Druidry teaches us to honour nature. How nature manifests in you needs to be part of that. How your mind works is part of how nature manifests in you, and we’re not all the same. I think we’re too often persuaded to think of our minds as a special human thing that makes us separate from nature. Your brain is squishy tissue, chemicals, evolution and experience, it is a hot mess of mammal reality and is just as much a part of your animal self as any other bit of your body.

Some creatures like routines; they wake at the same point in each day in relation to the light, seek food in the same places and are reasonably predictable. Some creatures do not have predictable cycles – they don’t breed at the same time each year, they don’t come past the same sites each night, you never know where they might be or what they might be doing. Otters are like this.  Some creatures are seasonal, with habits for certain parts of the year that change at other times. There are lots of different ways of being a mammal.

It’s ok not to have a routine. It’s ok not to have a daily Pagan practice if having one makes you unhappy. It’s ok to make things up as you go along, doing what feels right whenever the mood is upon you. It’s no less valid. We live in a culture that praises and values discipline and predictability, but these are things that work well for industrial life and current workforces. It’s not the only way to be. In Europe, we also have a long history in which Christian monastic life has shaped our cultural ideas about what a good and substantial spiritual practice looks like. It’s not a universal truth that spiritual people work within deliberate structures to focus their dedication.

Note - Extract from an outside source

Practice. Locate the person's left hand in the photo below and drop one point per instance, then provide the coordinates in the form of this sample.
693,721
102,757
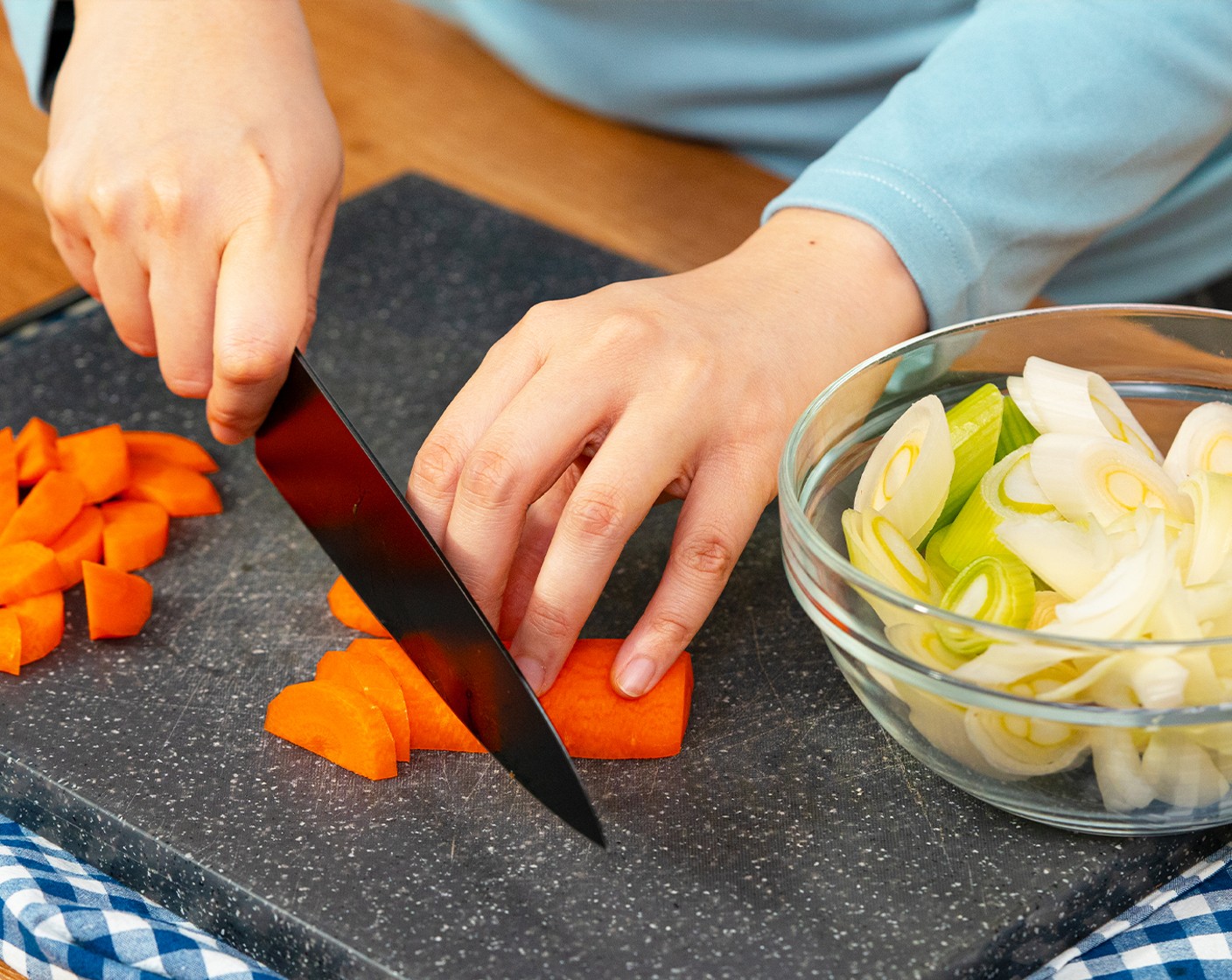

Structure can be a way of not paying attention, thinking or truly engaging with your spirituality. Being spontaneous can be an excuse for being careless and not really investing much time or energy. There are pitfalls and opportunities either way.

About Nimue Brown

Druid, author, dreamer, folk enthusiast, parent, polyamourous animist, ant-fash, anti-capitalist, bisexual steampunk. Drinker of coffee, maker of puddings. Exploring life as a Pagan, seeking good and meaningful ways to be, struggling with mental health issues and worried about many things. View all posts by Nimue Brown

9 responses to “Druidry and everyday practice

  • angharadlois

    There are parts of this that I absolutely agree with. For years I felt my spiritual life as yet another item on a never-ending to-do list, a test I was constantly failing. Putting undue pressure on yourself do to something ‘properly’ undermines so much of the nourishment that spiritual practice can provide. That sense of everything being part of a never-ending to-do list comes with a very secular, capitalist, linear concept of time as a (scarce) resource to be maximised at every possible opportunity. To counter it, I have found a lot of inspiration in medieval (inevitably Christian) approaches to time as an ever-renewing cycle, and regular ritual is a good way into experiencing time this way. But I absolutely agree that the physical realities of our bodies are something we bring with us to this dance of time and cycles.

  • LaDonna Remy

    I appreciate this insight and agree that our practice needs to work for us.

  • Sheila Murrey

    Certainly both of these aspects have been true for me in my life, “Structure (for me that was church for 1/2 of my life) can be a way of not paying attention, thinking or truly engaging with your spirituality. Being spontaneous (now, I do a daily morning Gratitude practice) can be an excuse for being careless and not really investing much time or energy.”
    I use qigong and yoga to integrate my spirit into my body and soul, and sometimes dance! ❤️🦋🌀🙏☯️

  • potiapitchford

    And even if you do like routines to your practices you might also find they need to grow organically sometimes becoming more detailed, sometimes becoming simpler. Your practice needs to be what works for you, not what anyone else says “should” work.